If you had any doubts that Brooklyn was fast becoming one of the hottest locales in the tech industry, look no further than the 5G Summit, held from April 23 to 25 at the New York University Polytechnic School of Engineering. Co-organized by the NYU WIRELESS research center and Nokia Solutions and Networks (NSN), the conference, planned to be an annual event from now on, brought together industry leaders from across academia, business and government to explore the future of Fifth Generation—more commonly called 5G—wireless technology.
“Our vision is to make 5G a platform for innovation, a platform that can be used to improve business, life, and society,” Hossein Moin, the chief technology officer of NSN, explained to the audience. Recalling the 2002 earthquake in his native Iran, Moin asserted, “Networks were set up within 24 hours, and they undeniably helped save lives. That’s how powerful wireless can be.”
John Stankey, the group president of AT&T, who gave a keynote address titled “Better, Stronger, Faster: Unleashing the Next Generation of Innovation,” heartily concurred, and he additionally pointed out that mobile communication is a significant contributor to the global economy, projected to add more than $10 trillion to the worldwide GDP between 2013 and 2017 alone. “There is insatiable demand for mobile connectivity,” he said. “No one wants to run wires or be tethered to a desk anymore.”
That insatiable demand shows no sign of being quenched. Thanks to steadily increasing levels of video gaming, Web browsing, and media streaming on mobile devices, demand for capacity reportedly doubles annually. “This is the reality, so in order to meet those demands, our future ecosystem must change and grow,” Stankey said. He found no dissenters among the many attendees, who were treated over the course of the conference to discussions of such topics as the evolution of millimeter-wave technologies (from Ali Sadri of Intel) and what lies ahead for cellular system design (from Professor Andrea Goldsmith of Stanford University). Other talks centered on antenna design, 5G spectrum availability regulatory issues, and more. The key conclusion: if properly engineered, 5G will be at least 10, 000 times faster than 4G.

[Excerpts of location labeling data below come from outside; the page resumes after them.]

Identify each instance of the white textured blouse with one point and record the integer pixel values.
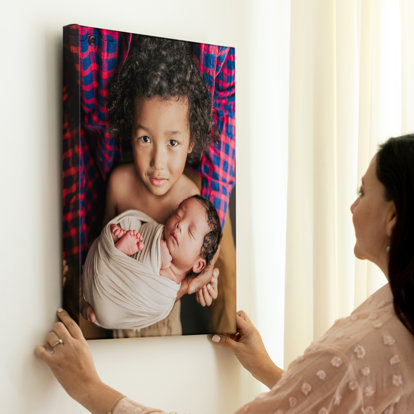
(363, 364)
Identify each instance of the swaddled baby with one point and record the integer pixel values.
(134, 269)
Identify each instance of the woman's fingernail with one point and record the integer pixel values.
(216, 339)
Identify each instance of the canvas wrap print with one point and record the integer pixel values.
(148, 184)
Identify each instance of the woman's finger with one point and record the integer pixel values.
(43, 354)
(52, 339)
(70, 325)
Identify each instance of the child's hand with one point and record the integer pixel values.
(165, 255)
(209, 292)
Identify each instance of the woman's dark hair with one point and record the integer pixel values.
(395, 170)
(162, 67)
(212, 238)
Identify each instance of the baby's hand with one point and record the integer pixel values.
(165, 255)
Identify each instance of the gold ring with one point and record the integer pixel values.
(59, 341)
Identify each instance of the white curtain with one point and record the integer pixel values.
(330, 80)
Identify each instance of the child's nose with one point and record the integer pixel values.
(158, 158)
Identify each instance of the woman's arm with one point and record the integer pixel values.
(249, 349)
(72, 364)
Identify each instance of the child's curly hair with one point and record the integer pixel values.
(162, 67)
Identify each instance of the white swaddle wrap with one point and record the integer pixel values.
(128, 292)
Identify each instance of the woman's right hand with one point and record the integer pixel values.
(69, 358)
(248, 347)
(87, 311)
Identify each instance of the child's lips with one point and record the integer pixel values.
(158, 181)
(174, 237)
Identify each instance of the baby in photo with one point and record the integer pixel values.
(134, 269)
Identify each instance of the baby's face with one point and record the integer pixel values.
(184, 234)
(160, 142)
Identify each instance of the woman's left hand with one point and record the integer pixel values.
(209, 292)
(69, 357)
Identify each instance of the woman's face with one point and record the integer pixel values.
(374, 218)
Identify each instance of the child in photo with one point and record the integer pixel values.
(160, 106)
(133, 271)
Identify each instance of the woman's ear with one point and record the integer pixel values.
(391, 219)
(199, 265)
(190, 148)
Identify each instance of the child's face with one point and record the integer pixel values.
(160, 142)
(184, 234)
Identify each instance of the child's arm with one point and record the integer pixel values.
(110, 203)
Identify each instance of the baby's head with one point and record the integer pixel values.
(193, 234)
(162, 68)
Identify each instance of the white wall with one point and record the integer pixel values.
(186, 373)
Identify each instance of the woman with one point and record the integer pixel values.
(363, 364)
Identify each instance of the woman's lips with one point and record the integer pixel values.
(157, 182)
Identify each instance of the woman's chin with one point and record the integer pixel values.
(358, 253)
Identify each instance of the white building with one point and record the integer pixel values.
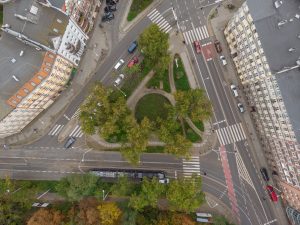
(264, 39)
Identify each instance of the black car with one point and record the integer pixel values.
(111, 2)
(110, 8)
(69, 142)
(108, 16)
(264, 174)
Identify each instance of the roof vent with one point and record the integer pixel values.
(277, 4)
(292, 49)
(282, 22)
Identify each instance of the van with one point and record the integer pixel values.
(69, 142)
(119, 64)
(224, 62)
(15, 78)
(132, 47)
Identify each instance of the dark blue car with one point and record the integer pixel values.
(132, 47)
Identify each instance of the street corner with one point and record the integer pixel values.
(208, 51)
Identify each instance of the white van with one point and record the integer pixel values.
(119, 64)
(222, 58)
(119, 79)
(15, 78)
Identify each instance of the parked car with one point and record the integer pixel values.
(119, 64)
(132, 47)
(223, 60)
(197, 46)
(133, 61)
(234, 90)
(110, 8)
(264, 174)
(69, 142)
(272, 193)
(108, 16)
(119, 79)
(241, 107)
(218, 46)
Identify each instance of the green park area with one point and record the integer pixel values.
(137, 6)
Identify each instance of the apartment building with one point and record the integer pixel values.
(42, 45)
(264, 40)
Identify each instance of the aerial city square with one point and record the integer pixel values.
(149, 112)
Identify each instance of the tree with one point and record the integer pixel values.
(109, 213)
(181, 219)
(123, 187)
(185, 194)
(77, 186)
(151, 191)
(194, 104)
(46, 217)
(175, 142)
(154, 45)
(138, 140)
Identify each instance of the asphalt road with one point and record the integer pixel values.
(46, 159)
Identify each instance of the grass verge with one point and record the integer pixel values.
(180, 77)
(137, 6)
(151, 106)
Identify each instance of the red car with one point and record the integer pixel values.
(133, 61)
(272, 193)
(218, 46)
(197, 46)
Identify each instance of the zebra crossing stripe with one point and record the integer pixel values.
(74, 130)
(205, 31)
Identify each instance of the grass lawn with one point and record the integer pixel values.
(191, 134)
(133, 81)
(155, 82)
(137, 7)
(151, 106)
(180, 78)
(199, 125)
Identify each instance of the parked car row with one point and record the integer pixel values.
(134, 60)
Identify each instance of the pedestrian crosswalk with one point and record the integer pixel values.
(158, 19)
(76, 132)
(196, 34)
(76, 114)
(231, 134)
(191, 166)
(56, 130)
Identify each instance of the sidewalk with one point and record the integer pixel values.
(94, 55)
(217, 26)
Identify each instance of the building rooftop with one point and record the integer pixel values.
(23, 69)
(277, 24)
(45, 23)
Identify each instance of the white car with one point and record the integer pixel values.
(223, 60)
(119, 79)
(234, 90)
(241, 107)
(119, 64)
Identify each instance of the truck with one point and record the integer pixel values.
(134, 174)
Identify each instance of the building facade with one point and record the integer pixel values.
(83, 12)
(59, 40)
(264, 42)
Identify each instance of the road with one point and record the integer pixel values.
(231, 174)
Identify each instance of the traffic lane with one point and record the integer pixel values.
(203, 78)
(219, 85)
(259, 192)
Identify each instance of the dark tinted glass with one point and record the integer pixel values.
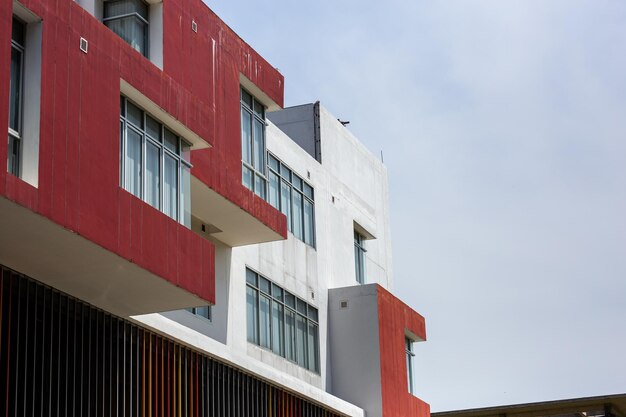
(17, 32)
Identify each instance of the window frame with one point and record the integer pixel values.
(359, 257)
(15, 137)
(310, 317)
(287, 176)
(136, 15)
(181, 157)
(208, 317)
(254, 116)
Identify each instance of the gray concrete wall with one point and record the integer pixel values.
(299, 124)
(350, 188)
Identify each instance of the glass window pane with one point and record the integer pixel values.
(290, 335)
(277, 292)
(259, 146)
(15, 90)
(259, 109)
(309, 224)
(285, 173)
(259, 186)
(170, 187)
(153, 175)
(13, 161)
(133, 162)
(185, 151)
(313, 347)
(273, 163)
(290, 300)
(134, 114)
(246, 137)
(17, 32)
(247, 177)
(185, 196)
(274, 193)
(252, 314)
(297, 215)
(301, 341)
(264, 285)
(264, 321)
(297, 182)
(301, 306)
(251, 277)
(171, 141)
(277, 329)
(308, 191)
(153, 128)
(285, 201)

Ted Rappaport, the founding director of NYU WIRELESS and the driving force behind the landmark gathering, said, “The Brooklyn 5G Summit has brought together the top minds from around the globe to accelerate our drive for wireless communication solutions.” He continued, “It’s gratifying to see so many of the industry’s leaders working together to address the challenge.”
The Institute of Electrical and Electronics Engineers (IEEE), the world’s largest engineering organization, provided live coverage of the event through its television network, enabling those who could not attend the chance to hear the vital information being discussed. Katherine Fleming, NYU’s deputy provost, stressed the value of that information when she formally welcomed the participants. “NYU is proud to be hosting you,” she said. Recalling that as a child she was sometimes admonished for fiddling with rubber bands or other such activities with the warning that “small minds engage in small activities,” she proclaimed, “Today, we are seeing big minds engage in incredibly big activities.”
Equally complimentary was New York State’s Lieutenant Governor Robert Duffy, who addressed the assembled over lunch. “I’m just an end user of what you’re creating here,” he quipped. “And speaking as someone who simply wants to hit a button and have my device work, I find the synergy and talent in this room awe-inspiring. You are truly helping to change the world.”